In fact, the Biden admin has already started to move towards that direction with cryptos generally, and there is a huge amount of lobbying going on by the more prominent players in the crypto space to try and influence the shape of the legislation to come. How these regulations will affect NFTs will remain to be seen.
Whatever steps are taken in the US in terms of regulation will no doubt influence other jurisdictions in this regard. The Infrastructure Bill that was recently passed by congress now creates a reporting obligation for buyers of NFTs regarding any work that has a valuation of over $ 10000.00.
The Importance of Local Copyright Laws
Copyright law and NFTs are likely to interact a great deal. For example, a photographer who decides to exploit photographs he has taken of a person by minting it as NFT must be conscious of the image rights granted to that individual (the subject of the picture) under the law of the country/state where the photograph was taken.
Minting an NFT regarding such pictures may lead to the photographer in question being sued in relation to any profit he makes, and the whole exercise would be rendered pointless.
Further, it’s important to point out that the purchase of an NFT will only confer personal non-commercial use and resale rights in the NFT to the owner, who has no right to license, commercially exploit, reproduce, distribute, prepare derivative works, publicly perform, or publicly display the NFT or the music or the artwork. The creator of the art will retain all copyright to work.

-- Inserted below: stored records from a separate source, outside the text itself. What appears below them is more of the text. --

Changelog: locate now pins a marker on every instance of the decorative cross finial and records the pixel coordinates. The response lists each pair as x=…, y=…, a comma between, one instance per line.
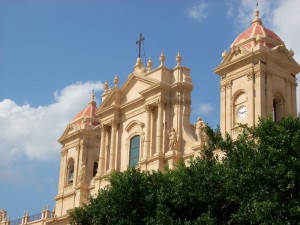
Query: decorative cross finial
x=116, y=81
x=139, y=42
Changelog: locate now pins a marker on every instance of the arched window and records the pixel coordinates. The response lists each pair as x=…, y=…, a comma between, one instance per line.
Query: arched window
x=134, y=152
x=70, y=172
x=95, y=168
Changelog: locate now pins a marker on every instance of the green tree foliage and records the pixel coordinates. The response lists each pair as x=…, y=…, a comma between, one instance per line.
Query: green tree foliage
x=257, y=182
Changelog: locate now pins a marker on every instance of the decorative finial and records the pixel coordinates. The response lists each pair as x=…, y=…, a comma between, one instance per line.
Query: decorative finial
x=224, y=54
x=93, y=95
x=106, y=87
x=257, y=19
x=149, y=64
x=116, y=80
x=162, y=59
x=92, y=101
x=139, y=42
x=178, y=59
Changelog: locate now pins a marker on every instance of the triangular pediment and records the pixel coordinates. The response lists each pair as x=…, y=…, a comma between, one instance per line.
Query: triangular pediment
x=236, y=52
x=130, y=91
x=134, y=86
x=71, y=128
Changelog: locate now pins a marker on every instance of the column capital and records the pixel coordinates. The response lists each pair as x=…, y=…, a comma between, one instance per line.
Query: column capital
x=228, y=85
x=148, y=108
x=249, y=76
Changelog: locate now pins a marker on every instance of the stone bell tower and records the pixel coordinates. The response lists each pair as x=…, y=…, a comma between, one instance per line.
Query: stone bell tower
x=258, y=78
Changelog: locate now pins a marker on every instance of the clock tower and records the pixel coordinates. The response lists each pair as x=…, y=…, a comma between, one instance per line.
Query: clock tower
x=258, y=79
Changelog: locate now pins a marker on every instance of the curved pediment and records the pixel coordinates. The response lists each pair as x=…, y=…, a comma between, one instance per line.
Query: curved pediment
x=133, y=124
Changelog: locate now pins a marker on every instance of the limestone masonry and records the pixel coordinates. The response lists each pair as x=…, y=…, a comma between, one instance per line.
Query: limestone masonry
x=146, y=122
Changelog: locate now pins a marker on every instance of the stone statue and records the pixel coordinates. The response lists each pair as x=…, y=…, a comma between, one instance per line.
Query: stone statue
x=199, y=125
x=172, y=139
x=82, y=173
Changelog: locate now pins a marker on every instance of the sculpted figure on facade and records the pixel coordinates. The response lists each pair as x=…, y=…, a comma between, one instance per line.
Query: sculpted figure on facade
x=172, y=139
x=82, y=173
x=200, y=132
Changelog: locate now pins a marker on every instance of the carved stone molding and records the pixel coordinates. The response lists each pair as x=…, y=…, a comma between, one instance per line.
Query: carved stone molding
x=148, y=108
x=249, y=76
x=257, y=74
x=222, y=87
x=228, y=85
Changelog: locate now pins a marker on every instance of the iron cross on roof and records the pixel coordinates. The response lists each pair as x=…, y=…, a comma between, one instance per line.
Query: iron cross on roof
x=139, y=42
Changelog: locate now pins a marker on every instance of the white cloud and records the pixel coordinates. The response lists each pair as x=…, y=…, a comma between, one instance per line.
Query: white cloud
x=204, y=108
x=198, y=12
x=32, y=131
x=285, y=22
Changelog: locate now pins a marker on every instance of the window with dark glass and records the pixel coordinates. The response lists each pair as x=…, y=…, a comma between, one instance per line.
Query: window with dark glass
x=70, y=175
x=134, y=153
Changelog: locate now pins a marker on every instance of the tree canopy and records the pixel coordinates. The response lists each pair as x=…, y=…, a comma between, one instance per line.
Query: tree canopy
x=257, y=182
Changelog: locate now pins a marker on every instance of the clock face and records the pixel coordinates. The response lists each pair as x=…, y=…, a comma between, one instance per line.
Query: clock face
x=242, y=112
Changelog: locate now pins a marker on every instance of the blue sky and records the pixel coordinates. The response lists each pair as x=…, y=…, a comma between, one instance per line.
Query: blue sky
x=54, y=52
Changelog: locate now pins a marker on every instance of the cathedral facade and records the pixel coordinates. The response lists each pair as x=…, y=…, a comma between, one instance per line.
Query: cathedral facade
x=145, y=123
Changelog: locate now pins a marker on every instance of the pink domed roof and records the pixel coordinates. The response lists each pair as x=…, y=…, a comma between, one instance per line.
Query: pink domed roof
x=87, y=116
x=257, y=33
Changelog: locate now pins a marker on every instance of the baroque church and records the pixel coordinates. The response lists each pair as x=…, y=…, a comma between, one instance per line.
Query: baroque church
x=146, y=122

Do Not Mint What You Do Not Own!
There have already been cases involving people who had minted photographs owned by a third party without that person’s authority. This could give rise to all sorts of claims such as misrepresentation, breach of contract, etc.
Is There Anything Written in Stone? Will the Rights Conferred by NFTS Remain Insignificant? What Is the Role of Contractual Drafting in This?
A significant body of jurisprudence is likely to result from issues such as the ones outlined above, and these would, to a great extent, depend on which laws govern the various relationships at play.
There is, in fact, nothing written in stone. It is possible, for example, for a person to contract with the artist to get ownership of the piece of art and not just the NFTs. The terms of the NFTS to come can, in the future, be expanded. There are already some NFTs that allow commercial exploration of an image by the buyer.
There is here plenty of room for innovation. Currently, there are a lot of players in the market who are selling works of art or music but with no contractual terms at all. This can lead to a great deal of confusion. Whilst the NFTs are governed by the smart contracts embedded in the tokens bought, it is essential that appropriate terms are drafted specifying what rights are received by the buyer of the token.
How about the future?
As we advance, NFTs could be used increasingly in much more mundane and everyday areas: sale of property, purchase of a train ticket, buying or selling collectibles, jewelry, etc. As with many other places of law, how the law interacts and regulates this area now will undoubtedly influence the use of NFTs in relation to its future applications.